Life events have put that on the backburner the last few years, but I'd really like to get going next year. Having only about 3.25 acres of grazing available, my plan would be to start with a cow, calf and steer in a rotational system. Basically, I want a steer a year in the freezer, so add a Dexter steer in the years that the cow gives me a heifer calf. That should work with the amount of pasture growth we have here.

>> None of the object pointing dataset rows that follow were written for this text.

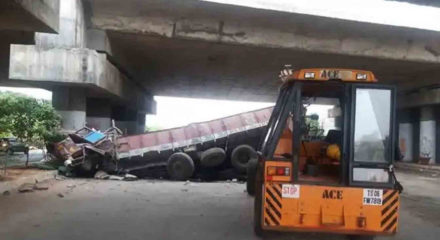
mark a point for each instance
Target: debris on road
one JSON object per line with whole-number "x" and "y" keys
{"x": 101, "y": 175}
{"x": 213, "y": 150}
{"x": 26, "y": 187}
{"x": 30, "y": 187}
{"x": 41, "y": 186}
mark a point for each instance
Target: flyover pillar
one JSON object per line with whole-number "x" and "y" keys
{"x": 98, "y": 115}
{"x": 70, "y": 103}
{"x": 130, "y": 121}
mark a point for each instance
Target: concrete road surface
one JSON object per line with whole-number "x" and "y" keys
{"x": 92, "y": 209}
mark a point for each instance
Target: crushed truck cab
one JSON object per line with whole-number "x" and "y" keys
{"x": 326, "y": 158}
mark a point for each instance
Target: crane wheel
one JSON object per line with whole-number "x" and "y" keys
{"x": 251, "y": 176}
{"x": 241, "y": 155}
{"x": 180, "y": 166}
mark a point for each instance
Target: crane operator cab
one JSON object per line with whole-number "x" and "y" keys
{"x": 325, "y": 161}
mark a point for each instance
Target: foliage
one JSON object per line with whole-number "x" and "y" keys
{"x": 31, "y": 120}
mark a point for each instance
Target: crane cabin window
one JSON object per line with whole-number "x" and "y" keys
{"x": 372, "y": 125}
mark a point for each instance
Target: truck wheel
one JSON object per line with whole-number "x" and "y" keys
{"x": 241, "y": 155}
{"x": 180, "y": 166}
{"x": 213, "y": 157}
{"x": 258, "y": 202}
{"x": 251, "y": 176}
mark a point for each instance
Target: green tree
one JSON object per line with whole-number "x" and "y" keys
{"x": 29, "y": 119}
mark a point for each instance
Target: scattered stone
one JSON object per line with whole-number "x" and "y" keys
{"x": 130, "y": 177}
{"x": 26, "y": 187}
{"x": 41, "y": 186}
{"x": 101, "y": 175}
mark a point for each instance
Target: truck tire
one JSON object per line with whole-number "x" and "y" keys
{"x": 180, "y": 166}
{"x": 251, "y": 176}
{"x": 241, "y": 155}
{"x": 213, "y": 157}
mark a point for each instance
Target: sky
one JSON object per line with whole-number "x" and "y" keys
{"x": 174, "y": 112}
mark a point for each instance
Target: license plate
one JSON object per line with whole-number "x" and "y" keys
{"x": 290, "y": 191}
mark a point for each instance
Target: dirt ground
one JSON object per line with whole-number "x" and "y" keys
{"x": 146, "y": 209}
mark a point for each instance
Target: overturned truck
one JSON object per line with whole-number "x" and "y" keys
{"x": 216, "y": 149}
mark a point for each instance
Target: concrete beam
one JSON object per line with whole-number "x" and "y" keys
{"x": 80, "y": 67}
{"x": 423, "y": 97}
{"x": 222, "y": 23}
{"x": 30, "y": 15}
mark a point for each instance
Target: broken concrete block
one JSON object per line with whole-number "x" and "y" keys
{"x": 26, "y": 187}
{"x": 101, "y": 175}
{"x": 41, "y": 186}
{"x": 130, "y": 177}
{"x": 114, "y": 177}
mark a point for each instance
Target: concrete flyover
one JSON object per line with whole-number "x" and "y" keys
{"x": 87, "y": 87}
{"x": 234, "y": 52}
{"x": 213, "y": 50}
{"x": 18, "y": 22}
{"x": 206, "y": 49}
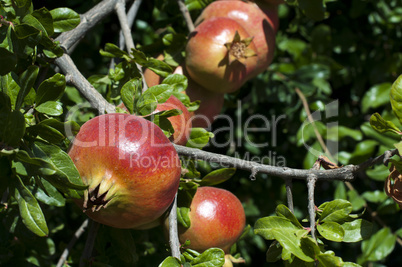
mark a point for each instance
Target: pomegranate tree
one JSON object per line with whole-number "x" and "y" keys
{"x": 131, "y": 169}
{"x": 220, "y": 55}
{"x": 256, "y": 22}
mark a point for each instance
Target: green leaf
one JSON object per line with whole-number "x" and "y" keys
{"x": 177, "y": 81}
{"x": 328, "y": 259}
{"x": 128, "y": 92}
{"x": 112, "y": 50}
{"x": 26, "y": 81}
{"x": 183, "y": 216}
{"x": 30, "y": 211}
{"x": 382, "y": 126}
{"x": 376, "y": 96}
{"x": 170, "y": 262}
{"x": 376, "y": 196}
{"x": 12, "y": 127}
{"x": 331, "y": 231}
{"x": 51, "y": 196}
{"x": 335, "y": 211}
{"x": 51, "y": 108}
{"x": 379, "y": 246}
{"x": 67, "y": 176}
{"x": 217, "y": 176}
{"x": 44, "y": 17}
{"x": 212, "y": 257}
{"x": 265, "y": 227}
{"x": 42, "y": 167}
{"x": 64, "y": 19}
{"x": 51, "y": 89}
{"x": 199, "y": 138}
{"x": 10, "y": 58}
{"x": 291, "y": 242}
{"x": 274, "y": 252}
{"x": 157, "y": 66}
{"x": 396, "y": 98}
{"x": 357, "y": 230}
{"x": 314, "y": 9}
{"x": 283, "y": 211}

The one issue I need to figure out is how best to do water out in the pasture. Our primary well water is at the house. We have a second drilled well up at the barn, but it hasn't been working in 20+ years. Would need to get all the electrical sorted out, new pump and plumbing, and deal with the fact that it's in an unheated barn during the winter and still a long way from the pasture. Our third option is a dug well in the old turnaround circle in front of the old barn's milkhouse.
Fix the barn well
Probably the best long-term solution. Would require new electrical, pump and plumbing. In addition, would need to rebuild the pump room to be insulated and relatively airtight as it would need to be heated all winter. and probably my best option for winter water anyways. However, this is probably the most time, effort and funds-intensive options I can think of, and requires me to invest in a barn that I may someday be tearing down (don't want to, but probably need to invest $30k-$50k to get it weather-tight again, possibly a $50k roof on top of that, not to mention fixing all the rot that's set in from 30-40 years of low / no maintenance - for a building that I don't use most of due to it's awkward configuration.
Water trailer
My next idea is to purchase an IBC tote or other water tank with an opaque cover and put it on a trailer where it sits up high. I can pull it to the house with my tractor to fill it, then park it in the field, attach field lines and use it to gravity-feed a hose out to wherever I have the pasture water that day.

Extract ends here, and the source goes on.